Bueller...bueller...anybody??? Even The Audi dealer that we got this information from has never seen this..then again not a whole lot of these cars to go off of for diagnostic info..


----------



## Marty (Jul 14, 2000)

Any error that possibly ends in "replace ECM" would make me nervous that something was damaged during the ECM disassembly and programming process for the APR tune.


----------



## Southshorettrs (Jul 15, 2012)

Absolutely agree..the weird thing is everything was completely fine for stage one when it was shipped out. And for stage two I stood there and watched the coding take place for the stage two..

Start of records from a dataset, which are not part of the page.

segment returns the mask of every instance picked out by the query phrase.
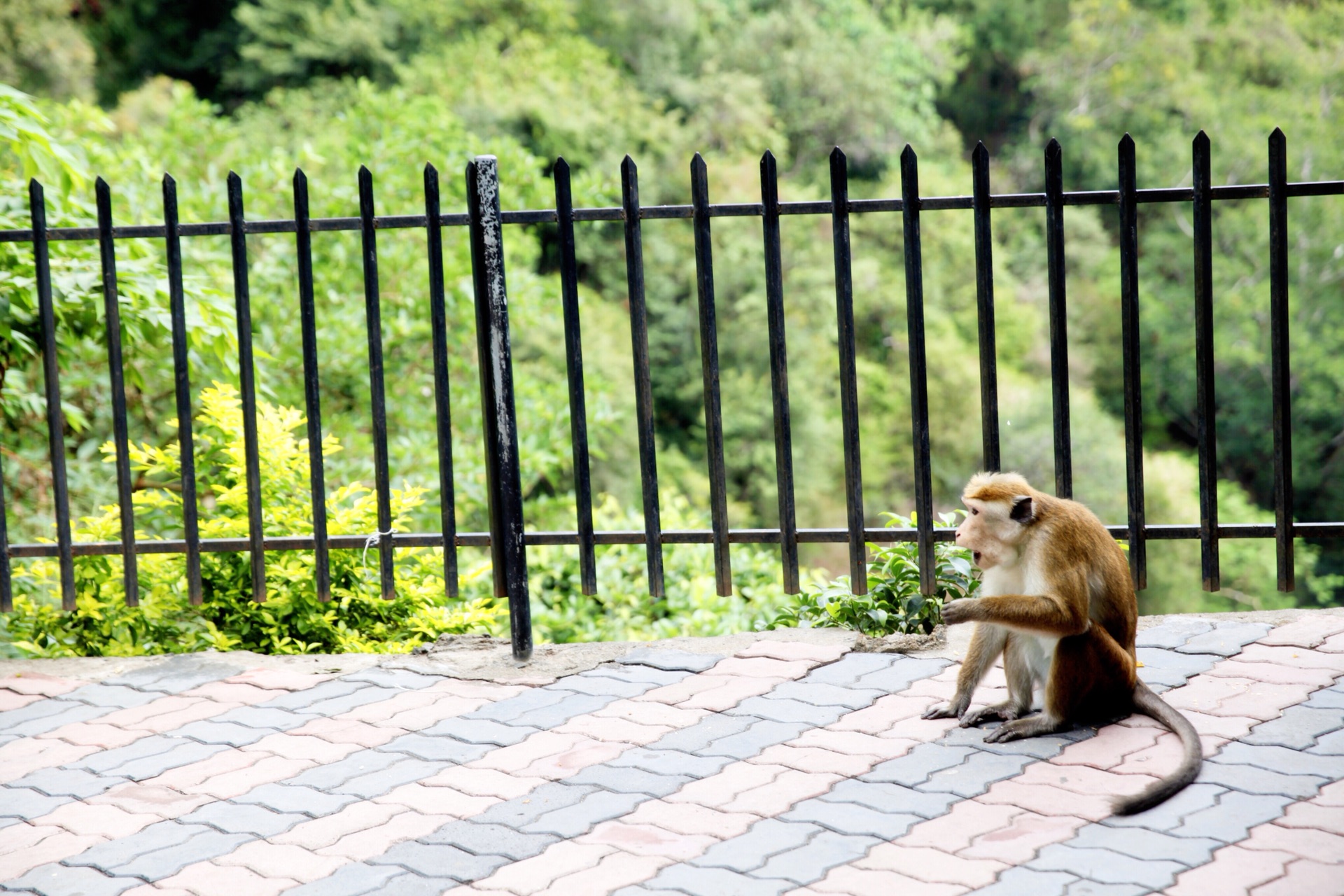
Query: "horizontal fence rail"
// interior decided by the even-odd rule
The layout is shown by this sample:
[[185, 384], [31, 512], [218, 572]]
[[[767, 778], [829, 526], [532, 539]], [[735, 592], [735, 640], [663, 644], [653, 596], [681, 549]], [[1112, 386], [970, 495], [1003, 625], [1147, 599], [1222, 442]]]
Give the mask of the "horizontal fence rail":
[[[32, 181], [30, 208], [32, 227], [0, 230], [0, 242], [32, 243], [35, 290], [42, 326], [43, 382], [47, 398], [47, 435], [51, 458], [52, 498], [56, 540], [51, 544], [9, 544], [7, 513], [0, 512], [0, 610], [12, 609], [11, 557], [58, 557], [62, 606], [74, 609], [75, 556], [120, 555], [124, 560], [126, 602], [137, 600], [136, 557], [145, 553], [187, 555], [187, 583], [192, 603], [202, 602], [200, 556], [211, 552], [250, 553], [251, 588], [257, 600], [266, 596], [265, 555], [269, 551], [314, 551], [316, 590], [320, 599], [331, 598], [331, 549], [376, 549], [383, 596], [394, 596], [394, 551], [396, 548], [444, 548], [444, 574], [449, 596], [457, 594], [457, 548], [489, 548], [493, 560], [495, 592], [507, 596], [511, 610], [513, 653], [519, 660], [531, 656], [532, 635], [527, 583], [527, 547], [577, 545], [579, 548], [581, 586], [583, 594], [597, 592], [595, 545], [644, 544], [646, 548], [648, 590], [655, 598], [664, 595], [664, 544], [707, 544], [714, 548], [715, 582], [719, 594], [731, 594], [732, 576], [730, 544], [778, 544], [781, 547], [785, 590], [800, 588], [798, 544], [845, 544], [849, 555], [851, 587], [867, 591], [867, 543], [914, 541], [919, 545], [921, 590], [931, 594], [935, 587], [933, 545], [952, 541], [950, 528], [933, 525], [933, 493], [929, 457], [929, 406], [923, 332], [922, 249], [919, 215], [937, 211], [970, 211], [974, 215], [976, 304], [980, 340], [980, 396], [984, 467], [1000, 466], [999, 398], [995, 347], [995, 283], [992, 270], [992, 215], [995, 208], [1044, 208], [1046, 247], [1050, 292], [1051, 394], [1054, 406], [1054, 458], [1056, 494], [1068, 497], [1073, 490], [1071, 438], [1068, 420], [1068, 356], [1066, 330], [1066, 246], [1063, 210], [1078, 206], [1114, 206], [1118, 214], [1120, 305], [1122, 324], [1125, 446], [1128, 520], [1110, 525], [1109, 532], [1129, 543], [1130, 571], [1137, 587], [1146, 584], [1146, 551], [1149, 540], [1199, 539], [1202, 578], [1206, 590], [1219, 587], [1218, 544], [1222, 539], [1275, 539], [1278, 587], [1293, 590], [1293, 539], [1344, 537], [1344, 523], [1297, 523], [1293, 520], [1292, 481], [1292, 415], [1288, 318], [1288, 203], [1298, 196], [1344, 195], [1344, 180], [1289, 183], [1286, 177], [1286, 140], [1275, 129], [1269, 138], [1267, 183], [1215, 187], [1210, 183], [1211, 148], [1200, 132], [1192, 142], [1193, 184], [1191, 187], [1138, 189], [1134, 183], [1134, 144], [1126, 134], [1117, 156], [1114, 191], [1064, 191], [1063, 152], [1051, 140], [1044, 152], [1044, 192], [993, 193], [991, 191], [989, 153], [978, 145], [972, 153], [972, 195], [921, 196], [918, 160], [909, 146], [902, 154], [902, 196], [899, 199], [849, 199], [848, 163], [837, 148], [831, 154], [831, 199], [781, 201], [774, 156], [761, 160], [759, 203], [710, 201], [708, 172], [696, 154], [689, 169], [692, 201], [685, 206], [641, 206], [638, 173], [629, 157], [621, 165], [621, 206], [575, 208], [570, 192], [570, 169], [563, 159], [554, 168], [555, 208], [501, 211], [497, 163], [493, 156], [477, 156], [466, 167], [466, 212], [442, 212], [439, 207], [438, 171], [425, 168], [425, 214], [378, 215], [374, 201], [372, 175], [359, 172], [359, 211], [353, 218], [312, 218], [308, 211], [308, 181], [296, 171], [293, 183], [293, 219], [247, 220], [243, 185], [235, 173], [227, 183], [228, 220], [180, 223], [175, 181], [163, 183], [164, 223], [117, 226], [112, 220], [110, 187], [97, 183], [98, 222], [94, 227], [47, 227], [42, 185]], [[1216, 445], [1214, 427], [1214, 344], [1212, 344], [1212, 215], [1214, 201], [1267, 200], [1270, 234], [1270, 349], [1274, 434], [1275, 521], [1271, 524], [1227, 524], [1218, 519]], [[1145, 521], [1142, 470], [1142, 412], [1140, 375], [1140, 285], [1137, 207], [1154, 203], [1185, 203], [1192, 208], [1195, 261], [1195, 344], [1196, 398], [1200, 472], [1200, 521], [1188, 525], [1152, 525]], [[855, 364], [853, 283], [849, 216], [895, 212], [902, 215], [905, 235], [903, 265], [906, 273], [907, 329], [911, 376], [911, 433], [914, 447], [914, 482], [917, 525], [907, 528], [868, 528], [866, 525], [862, 451], [859, 442], [857, 375]], [[800, 528], [794, 512], [793, 451], [790, 431], [788, 351], [784, 324], [786, 290], [782, 278], [780, 219], [789, 215], [829, 216], [835, 257], [837, 376], [841, 403], [844, 451], [844, 488], [847, 525], [844, 528]], [[711, 224], [715, 218], [759, 218], [762, 224], [766, 308], [770, 347], [771, 402], [774, 411], [775, 469], [780, 504], [778, 528], [734, 529], [728, 525], [724, 437], [719, 402], [718, 332], [715, 321], [714, 266]], [[707, 473], [710, 477], [711, 529], [661, 528], [657, 459], [655, 449], [652, 376], [649, 361], [648, 309], [644, 290], [644, 220], [688, 219], [695, 236], [696, 293], [699, 300], [699, 337], [703, 376], [703, 400], [707, 431]], [[644, 497], [642, 531], [597, 531], [593, 527], [591, 485], [589, 472], [587, 411], [583, 400], [583, 353], [578, 304], [578, 263], [575, 261], [575, 224], [583, 222], [621, 222], [625, 236], [626, 286], [630, 312], [633, 382], [636, 392], [636, 430], [638, 434], [640, 477]], [[571, 451], [575, 470], [577, 513], [574, 531], [528, 532], [523, 520], [523, 494], [519, 480], [517, 426], [513, 408], [512, 357], [508, 325], [508, 297], [504, 275], [501, 227], [505, 224], [555, 223], [559, 230], [559, 274], [564, 322], [566, 376], [570, 395]], [[484, 426], [484, 455], [488, 532], [458, 532], [454, 521], [453, 455], [449, 420], [446, 312], [444, 296], [442, 235], [444, 227], [466, 227], [470, 238], [473, 286], [476, 292], [476, 334], [480, 371], [480, 395]], [[383, 334], [380, 329], [380, 287], [378, 273], [379, 230], [425, 230], [429, 247], [429, 312], [433, 326], [434, 408], [441, 500], [439, 532], [395, 532], [390, 509], [390, 470], [387, 458], [387, 416], [383, 387]], [[359, 231], [363, 261], [366, 322], [368, 337], [368, 376], [372, 399], [372, 441], [378, 531], [367, 535], [332, 536], [327, 532], [325, 485], [321, 457], [321, 407], [319, 392], [317, 320], [313, 309], [312, 234]], [[261, 234], [296, 234], [298, 262], [298, 304], [302, 337], [305, 406], [310, 451], [310, 489], [313, 535], [273, 536], [262, 528], [261, 478], [257, 446], [257, 404], [251, 347], [251, 306], [247, 283], [247, 236]], [[183, 300], [183, 262], [180, 240], [195, 236], [228, 236], [233, 254], [234, 300], [239, 341], [238, 379], [243, 406], [246, 488], [249, 535], [237, 539], [202, 539], [196, 509], [196, 481], [192, 458], [191, 387], [187, 369], [185, 309]], [[169, 310], [173, 337], [173, 375], [181, 447], [181, 494], [184, 500], [183, 539], [137, 540], [130, 501], [130, 476], [126, 434], [126, 390], [122, 380], [121, 336], [117, 320], [117, 271], [114, 246], [118, 239], [163, 239], [165, 244]], [[117, 500], [121, 509], [120, 541], [82, 541], [71, 539], [70, 502], [66, 474], [65, 416], [60, 406], [56, 333], [51, 298], [51, 242], [85, 240], [99, 246], [105, 329], [112, 388], [113, 443], [116, 449]], [[0, 510], [5, 493], [0, 481]]]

The other code is strange as well..


----------



## hightechrdn (Dec 9, 2011)

Have you contacted APR directly?


----------



## mtbscoTT (Jan 14, 2003)

I had the same code as your first one, see thread here:
http://forums.vwvortex.com/showthread.php?5601693-Mystery-CEL
Dealer ended up keeping the car a couple days, worked directly with Audi Tech Support, and the conclusion was they didn't know what really caused it. They reset it, gave me the car back, and it never recurred. Sold the car with 18K miles and it was trouble free after that visit.


----------



## Southshorettrs (Jul 15, 2012)

Thanks for the response on the mystery code. I have had it reset a few times and still comes up. Granted has not spent a solid few days at the dealer as I wanted to make sure it was not software related. I have not reached out to APR as of yet for either codes.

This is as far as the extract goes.